Das wiederum wollte Andy Vogl so nicht stehen lassen. Die CSU habe ihre Stellungnahme zwar nicht zum 31.10. eingereicht, aber doch zehn Tage vor dieser Sitzung – Zeit genug. Auch er stellte die Kompetenz der Fraktionssprecherrunde infrage: „Da werden zu 80 Prozent Themen besprochen, die in Ausschüsse gehören“, sagte er. Er würde hier sehr gerne mit dem Stadtrat darüber reden, was beispielsweise die Umlandgemeinden zum VEP zu sagen haben. Die CSU habe nämlich mit ihnen gesprochen, „und das war sehr interessant“. Er erwarte, dass die Stadt nun endlich in der Diskussion um den VEP „einen roten Faden“ habe.

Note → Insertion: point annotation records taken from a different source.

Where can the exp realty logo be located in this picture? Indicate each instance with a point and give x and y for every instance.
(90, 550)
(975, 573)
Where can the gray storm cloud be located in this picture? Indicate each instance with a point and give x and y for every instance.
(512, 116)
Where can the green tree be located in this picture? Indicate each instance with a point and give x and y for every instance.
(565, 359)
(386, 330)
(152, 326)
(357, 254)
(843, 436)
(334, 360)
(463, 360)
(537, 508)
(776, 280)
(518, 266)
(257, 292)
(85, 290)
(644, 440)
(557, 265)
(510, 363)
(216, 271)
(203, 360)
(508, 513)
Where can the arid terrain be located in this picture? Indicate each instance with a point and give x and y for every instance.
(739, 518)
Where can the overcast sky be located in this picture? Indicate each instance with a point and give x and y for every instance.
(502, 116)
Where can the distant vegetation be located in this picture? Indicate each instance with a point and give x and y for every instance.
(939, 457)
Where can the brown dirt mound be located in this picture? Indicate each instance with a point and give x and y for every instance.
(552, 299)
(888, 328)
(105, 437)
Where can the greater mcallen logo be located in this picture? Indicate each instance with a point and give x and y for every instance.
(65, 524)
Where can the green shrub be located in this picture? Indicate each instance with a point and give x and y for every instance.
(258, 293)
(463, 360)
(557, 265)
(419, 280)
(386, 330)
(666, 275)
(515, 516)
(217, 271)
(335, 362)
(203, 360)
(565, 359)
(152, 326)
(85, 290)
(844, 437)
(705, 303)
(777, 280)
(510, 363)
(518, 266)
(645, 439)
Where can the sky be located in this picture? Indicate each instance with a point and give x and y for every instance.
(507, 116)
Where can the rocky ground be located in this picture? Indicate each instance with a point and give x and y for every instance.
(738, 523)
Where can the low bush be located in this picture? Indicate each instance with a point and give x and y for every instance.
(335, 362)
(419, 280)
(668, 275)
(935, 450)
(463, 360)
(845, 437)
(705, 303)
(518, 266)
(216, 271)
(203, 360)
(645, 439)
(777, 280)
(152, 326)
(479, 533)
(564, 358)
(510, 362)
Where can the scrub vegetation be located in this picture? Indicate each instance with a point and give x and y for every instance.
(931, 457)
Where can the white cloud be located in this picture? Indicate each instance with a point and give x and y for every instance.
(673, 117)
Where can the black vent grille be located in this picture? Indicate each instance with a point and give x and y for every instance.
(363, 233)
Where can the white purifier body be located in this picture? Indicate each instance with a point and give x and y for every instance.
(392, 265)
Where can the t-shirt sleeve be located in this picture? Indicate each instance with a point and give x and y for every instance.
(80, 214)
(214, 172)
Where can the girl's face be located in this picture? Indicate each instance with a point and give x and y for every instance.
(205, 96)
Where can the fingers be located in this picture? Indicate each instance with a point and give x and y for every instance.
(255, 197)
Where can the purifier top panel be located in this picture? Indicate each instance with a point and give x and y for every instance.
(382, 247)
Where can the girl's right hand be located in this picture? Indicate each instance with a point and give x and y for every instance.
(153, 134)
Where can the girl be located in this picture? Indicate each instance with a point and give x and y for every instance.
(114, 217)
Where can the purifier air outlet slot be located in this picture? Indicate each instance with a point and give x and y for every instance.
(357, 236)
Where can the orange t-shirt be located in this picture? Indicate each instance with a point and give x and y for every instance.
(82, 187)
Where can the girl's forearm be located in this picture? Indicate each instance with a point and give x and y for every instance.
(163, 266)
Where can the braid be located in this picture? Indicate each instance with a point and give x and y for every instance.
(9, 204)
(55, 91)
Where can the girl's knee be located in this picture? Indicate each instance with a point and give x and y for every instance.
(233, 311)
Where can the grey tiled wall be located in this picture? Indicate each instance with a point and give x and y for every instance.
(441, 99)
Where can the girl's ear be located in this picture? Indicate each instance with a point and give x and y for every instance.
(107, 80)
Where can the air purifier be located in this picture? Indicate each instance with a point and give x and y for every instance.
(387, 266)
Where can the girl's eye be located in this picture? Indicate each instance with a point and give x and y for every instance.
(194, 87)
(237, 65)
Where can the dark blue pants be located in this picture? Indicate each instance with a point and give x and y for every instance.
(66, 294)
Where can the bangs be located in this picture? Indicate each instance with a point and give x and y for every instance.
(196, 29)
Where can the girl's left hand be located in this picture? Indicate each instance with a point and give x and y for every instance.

Das war Georg Bergers (proSob) Stichwort: „Ich freue mich, dass gesagt wird: Wir brauchen einen roten Faden, denn genau aus diesem Grund war ich schon 2019 gegen den VEP in dieser Form – weil der rote Faden fehlte.“

Um genau da hin zu kommen, hatten die Grünen im Vorfeld einen Antrag eingereicht: die Planvariante 0+ aus dem VEP als Grundlage zu verabschieden. Das ist die, die besagt, dass es ein Verkehrskonzept ohne neuen Straßenbau geben soll. Den Antrag ließ allerdings Stadtjurist Finster nicht zu, weil Anträge laut Geschäftsordnung 14 Tage vor einer Sitzung eingereicht werden müssten (siehe eigener Bericht, ab Donnerstagmorgen online).

Doch nochSachdiskussion?

An dieser Stelle schaltete sich Tobias Kern, Sachbearbeiter für Klimaschutz im Rathaus ein, bei ihm ist der VEP organisatorisch angesiedelt: Und er ratterte mit Anlauf genau in die Dinge, die mehrere Stadträte gerade eben bemängelt hatten: „Dann würde ich das Thema – nach einer Stunde – gern sauber einleiten“, begann er unüberhörbar genervt bis pampig. „Die Fülle an Maßnahmen ist im Vorfeld intern intensiv behandelt worden“. Er sagte: „intern“ – also in irgendwelchen Schattengremien. Am Ende dieser Vorgespräche „haben wir uns in der Fraktionssprecherrunde auf den kleinsten gemeinsam Nenner geeinigt.“ Das Wort ,Beschluss‘ umschiffte er zwar, inhaltlich aber bestärkte er den Verdacht, dass die Bedeutung der Runde im kommunalpolitischen Betrieb in Schrobenhausen nicht klein ist.

In der Folge wurden dann – ohne über ein grundlegendes Verkehrskonzept zu reden oder gar zu entscheiden – über jene vier in der Fraktionssprecherrunde festgelegten Leuchtturmprojekte gesprochen. Eines fiel total durch, eines wurde von der Tagesordnung genommen, eines wird auf Realisierbarkeit geprüft, eines wurde – ohne irgendwelche Kosten zu kennen – verbindlich beschlossen (siehe eigener Bericht, Seite 21).